Samir pushed a chair against the door.

Shawn said, “This lady's husband is Darius Osmani. Thirty-something Iranian, works in Europe.”

Danielle said, “Did.”

“Did work in Europe. We think now he's a frequent flyer, being held somewhere—somewhere in the city. Maybe by your people, Samir. Mukhabarat, I mean.”

“There is more than one.”

“Son, don't dick around. You know what I mean—Dairat al Mukhabarat. I'd guess, if we asked nicely, they'd say they were helping my people. Which, of course, they do.”

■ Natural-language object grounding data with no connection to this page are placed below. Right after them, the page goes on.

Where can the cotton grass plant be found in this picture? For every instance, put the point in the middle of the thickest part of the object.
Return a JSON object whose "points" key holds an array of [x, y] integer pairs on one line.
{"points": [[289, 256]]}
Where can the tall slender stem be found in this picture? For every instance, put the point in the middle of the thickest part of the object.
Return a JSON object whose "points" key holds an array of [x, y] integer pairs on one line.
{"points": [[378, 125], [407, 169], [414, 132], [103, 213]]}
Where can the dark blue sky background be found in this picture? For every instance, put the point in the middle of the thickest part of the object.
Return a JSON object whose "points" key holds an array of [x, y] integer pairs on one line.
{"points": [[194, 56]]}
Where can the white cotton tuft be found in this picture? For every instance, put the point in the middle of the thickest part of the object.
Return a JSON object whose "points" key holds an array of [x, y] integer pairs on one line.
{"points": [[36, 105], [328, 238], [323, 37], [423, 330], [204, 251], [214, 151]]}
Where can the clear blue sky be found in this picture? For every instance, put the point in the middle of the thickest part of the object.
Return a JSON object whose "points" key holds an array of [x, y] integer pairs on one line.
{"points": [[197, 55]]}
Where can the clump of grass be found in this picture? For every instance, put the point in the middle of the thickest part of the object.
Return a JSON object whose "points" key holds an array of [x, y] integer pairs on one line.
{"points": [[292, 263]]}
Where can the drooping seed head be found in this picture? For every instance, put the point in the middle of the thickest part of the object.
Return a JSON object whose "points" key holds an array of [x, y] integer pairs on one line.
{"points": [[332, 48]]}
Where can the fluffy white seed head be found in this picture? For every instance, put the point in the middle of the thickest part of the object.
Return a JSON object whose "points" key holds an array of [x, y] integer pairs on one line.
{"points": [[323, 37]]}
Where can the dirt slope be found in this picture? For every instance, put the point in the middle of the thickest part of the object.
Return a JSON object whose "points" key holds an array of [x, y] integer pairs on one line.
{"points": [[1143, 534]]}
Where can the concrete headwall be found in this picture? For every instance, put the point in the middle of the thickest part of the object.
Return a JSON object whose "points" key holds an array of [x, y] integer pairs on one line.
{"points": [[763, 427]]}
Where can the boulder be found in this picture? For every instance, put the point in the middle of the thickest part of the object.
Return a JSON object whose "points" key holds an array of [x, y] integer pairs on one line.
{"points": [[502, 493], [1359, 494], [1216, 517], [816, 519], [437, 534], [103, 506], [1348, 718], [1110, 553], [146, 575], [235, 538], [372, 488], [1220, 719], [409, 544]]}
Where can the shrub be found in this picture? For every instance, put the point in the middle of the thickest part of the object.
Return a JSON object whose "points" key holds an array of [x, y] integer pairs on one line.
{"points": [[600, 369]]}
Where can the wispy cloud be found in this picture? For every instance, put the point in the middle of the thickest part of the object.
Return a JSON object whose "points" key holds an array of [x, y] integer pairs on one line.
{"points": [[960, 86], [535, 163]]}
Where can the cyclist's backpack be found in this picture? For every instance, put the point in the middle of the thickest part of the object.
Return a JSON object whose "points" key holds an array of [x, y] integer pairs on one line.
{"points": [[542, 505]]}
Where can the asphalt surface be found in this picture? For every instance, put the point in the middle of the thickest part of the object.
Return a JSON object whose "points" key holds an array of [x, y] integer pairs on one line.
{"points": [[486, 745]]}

The two Egyptians exchanged glances.

“Enhanced interrogation,” Shawn said.

Someone tapped on the door. Samir opened it a crack. Shawn slipped the safety of his handgun, went to the door, and checked there was no one in sight. Samir returned to his seat. There was silence. Then Samir said, “I should tell you, sir, that I assisted you—your people, as you say—I assisted you in the past. But now, no more.”

Shawn considered that. “Okay. Tell me. What went wrong? Didn't we pay you?”

“The way you treat men of our faith is what went wrong,” said the young man on the couch, breaking in. “Here in Egypt. In Iraq. Afghanistan. Kashmir. Palestine. Chechnya. You expect that we should—we should simply accept this? We should stand by, we should help, while you”—he pointed at Samir—“and his people, you torture us? Kill us?”